Diana aprendió a argumentar mucho antes de saber qué era un juicio. De niña, perseguía balones en campos de tierra, impulsada por dos hermanos mayores que, sin saberlo, le enseñaron que la competencia no distingue géneros.

En su adolescencia, cambiaba el delantal de McDonald’s por libros de Jorge Bucay. Era, dice con una sonrisa tímida, «la muchacha de la recepción que terminó desahogando juicios».

No entró a la universidad pública. No por falta de ganas, sino por falta de espacio. “Fue un balde de agua fría”, recuerda. Aceptó el revés como una advertencia. Compró libros.

Se inscribió en una universidad privada con su propio dinero y el esfuerzo compartido de su padre, un ingeniero químico que también creía en la educación como vía de escape.

“Yo me pagaba los camiones”, dice. “Tenía que combinar despacho, escuela y trabajo de fines de semana. Aprendí que uno no puede rendirse”.

Ahí, en un despacho laboral, encontró su vocación. La materia no solo la atrapó por su lógica legal, sino porque la enfrentaba al rostro humano del derecho: trabajadores despedidos, sin dinero para demandar, urgidos de justicia rápida. “Ahí palpas la necesidad real de la gente”, dice. “Uno entiende que el tiempo también es una forma de violencia”.

El sistema judicial no le abrió la puerta en su estado. “Dejé currículums en todos lados, pero no hubo espacio para mí en Morelos”. Monterrey le ofreció el primer peldaño: oficial administrativa. Desde ahí, fue subiendo sin atajos, sin apellidos, sin recomendaciones.

“En el litigio uno pide. En el servicio público, uno tiene que resolver. Con fundamento y con motivación. Y eso, eso se aprende leyendo”.

Se volvió aprendiz de sus superiores, observadora de estructuras, lectora voraz de sentencias ajenas y arquitecta de las suyas. Cada noche invertida fue un ladrillo en su propia escalera. “Quería ser como mi jefa. Así que me quedaba después del trabajo para estudiar sus proyectos. Ella me enseñó que para crecer hay que regalar tiempo”.

Pasó por los filtros más exigentes del Poder Judicial: cursos, nombramientos provisionales, exámenes, proyectos. Cada peldaño fue ganado con horas robadas al descanso. “A veces uno estudia mientras otros ya duermen. Pero si no lo haces tú, nadie más lo va a hacer por ti”.

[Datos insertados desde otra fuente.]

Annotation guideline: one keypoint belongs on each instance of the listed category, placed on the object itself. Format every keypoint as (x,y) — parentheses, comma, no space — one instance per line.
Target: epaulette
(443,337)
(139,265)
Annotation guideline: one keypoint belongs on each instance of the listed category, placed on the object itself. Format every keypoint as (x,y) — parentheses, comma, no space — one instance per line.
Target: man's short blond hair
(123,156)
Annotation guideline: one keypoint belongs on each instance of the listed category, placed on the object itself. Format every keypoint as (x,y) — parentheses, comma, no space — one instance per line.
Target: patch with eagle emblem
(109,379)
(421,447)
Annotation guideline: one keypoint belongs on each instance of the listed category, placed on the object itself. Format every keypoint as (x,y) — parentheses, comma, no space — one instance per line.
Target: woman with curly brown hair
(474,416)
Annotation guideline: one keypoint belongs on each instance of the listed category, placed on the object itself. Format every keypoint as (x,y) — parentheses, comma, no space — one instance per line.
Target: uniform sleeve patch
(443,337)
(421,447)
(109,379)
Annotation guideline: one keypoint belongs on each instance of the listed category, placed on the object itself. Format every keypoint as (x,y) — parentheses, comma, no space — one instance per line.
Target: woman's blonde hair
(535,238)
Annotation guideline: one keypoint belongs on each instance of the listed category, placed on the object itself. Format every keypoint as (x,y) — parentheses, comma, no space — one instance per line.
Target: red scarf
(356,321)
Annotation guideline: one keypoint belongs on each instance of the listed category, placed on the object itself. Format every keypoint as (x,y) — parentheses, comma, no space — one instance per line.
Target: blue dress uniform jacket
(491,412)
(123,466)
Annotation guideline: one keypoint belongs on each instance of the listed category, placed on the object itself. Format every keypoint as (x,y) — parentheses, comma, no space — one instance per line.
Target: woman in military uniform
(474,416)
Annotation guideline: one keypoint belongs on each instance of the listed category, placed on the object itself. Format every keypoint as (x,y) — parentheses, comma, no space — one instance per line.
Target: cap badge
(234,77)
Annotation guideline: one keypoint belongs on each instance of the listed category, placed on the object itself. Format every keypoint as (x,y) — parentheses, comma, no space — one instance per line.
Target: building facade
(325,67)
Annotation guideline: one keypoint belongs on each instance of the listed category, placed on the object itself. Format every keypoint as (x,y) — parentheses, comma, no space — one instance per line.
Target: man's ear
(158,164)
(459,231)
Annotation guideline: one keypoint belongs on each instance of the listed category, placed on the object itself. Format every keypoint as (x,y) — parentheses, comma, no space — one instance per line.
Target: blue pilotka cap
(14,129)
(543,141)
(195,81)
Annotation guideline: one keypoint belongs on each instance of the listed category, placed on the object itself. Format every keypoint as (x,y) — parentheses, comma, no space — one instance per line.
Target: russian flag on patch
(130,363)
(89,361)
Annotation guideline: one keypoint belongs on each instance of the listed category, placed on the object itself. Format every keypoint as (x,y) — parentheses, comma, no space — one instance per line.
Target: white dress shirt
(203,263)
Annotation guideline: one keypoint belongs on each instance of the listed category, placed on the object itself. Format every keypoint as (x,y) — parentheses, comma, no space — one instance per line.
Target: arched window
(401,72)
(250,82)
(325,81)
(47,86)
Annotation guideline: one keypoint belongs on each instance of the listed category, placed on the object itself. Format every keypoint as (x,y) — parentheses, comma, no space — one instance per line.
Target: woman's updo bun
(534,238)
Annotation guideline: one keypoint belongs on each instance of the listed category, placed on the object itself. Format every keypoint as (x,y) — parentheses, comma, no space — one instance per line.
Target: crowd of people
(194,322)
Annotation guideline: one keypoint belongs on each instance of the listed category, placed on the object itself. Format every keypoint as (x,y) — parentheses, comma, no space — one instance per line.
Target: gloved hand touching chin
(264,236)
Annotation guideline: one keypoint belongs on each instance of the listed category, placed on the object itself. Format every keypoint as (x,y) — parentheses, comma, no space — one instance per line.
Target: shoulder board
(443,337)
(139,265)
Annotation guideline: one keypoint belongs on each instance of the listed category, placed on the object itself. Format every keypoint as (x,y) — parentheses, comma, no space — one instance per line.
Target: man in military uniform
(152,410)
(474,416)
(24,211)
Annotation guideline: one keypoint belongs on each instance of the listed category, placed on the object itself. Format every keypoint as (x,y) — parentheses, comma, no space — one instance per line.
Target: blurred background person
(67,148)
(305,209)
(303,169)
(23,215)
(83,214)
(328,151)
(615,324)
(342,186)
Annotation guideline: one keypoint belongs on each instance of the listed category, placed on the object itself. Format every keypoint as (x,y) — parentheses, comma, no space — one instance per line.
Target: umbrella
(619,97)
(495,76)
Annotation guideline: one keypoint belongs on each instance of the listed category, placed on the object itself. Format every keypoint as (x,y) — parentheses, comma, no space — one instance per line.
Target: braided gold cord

Su embarazo no fue pausa, sino impulso. A los seis meses de gestación, presentó el primer examen para jueza. No lo pasó. Pero no se rindió. A los pocos meses, con un bebé de tres meses en casa, se presentó de nuevo. “No fue fácil. Ser mamá y estudiar es hacer malabares emocionales. El bebé llora, tú estás leyendo. Pero si esperas el momento perfecto, nunca haces nada”.

Pasó las tres etapas del concurso con la seguridad de quien se ha preparado con rigor. “En el examen oral me tocó el consejero Sergio Javier Molina. Me bombardeó con preguntas. Pero me sentí fuerte. Sabía las respuestas porque ya había vivido los casos”.

No se limita a hablar de méritos. Habla también de género. “Mi esposo es un extraordinario papá, pero los hijos buscan a la mamá. La maternidad es también una prueba en el camino profesional. Y a veces la más difícil”.

Diana Jaimes no busca vender una historia de heroína ni de víctima. Habla con la serenidad de quien ha peleado cada centímetro de su carrera. No tiene padrinos, pero sí trayectoria. No promete reformas espectaculares, pero sí resoluciones bien hechas.

En este proceso inédito donde los jueces buscarán el voto ciudadano, su voz disonante se hace necesaria. No viene del poder, sino del esfuerzo. Y si algo deja claro su historia, es que la justicia también puede tener rostro de mujer joven, madre, trabajadora y persistente.

En tiempos donde el sistema judicial enfrenta su propia rendición de cuentas, candidatas como Diana no ofrecen milagros, sino trabajo. No prometen cambiar todo, pero garantizan que lo que se resuelva, se hará con conocimiento, ética y humanidad.

En su historia no hay fuegos artificiales, pero sí una lección: en la justicia, la experiencia silenciosa a veces pesa más que los discursos grandilocuentes. Y quizás, por primera vez, eso también llegue a las urnas.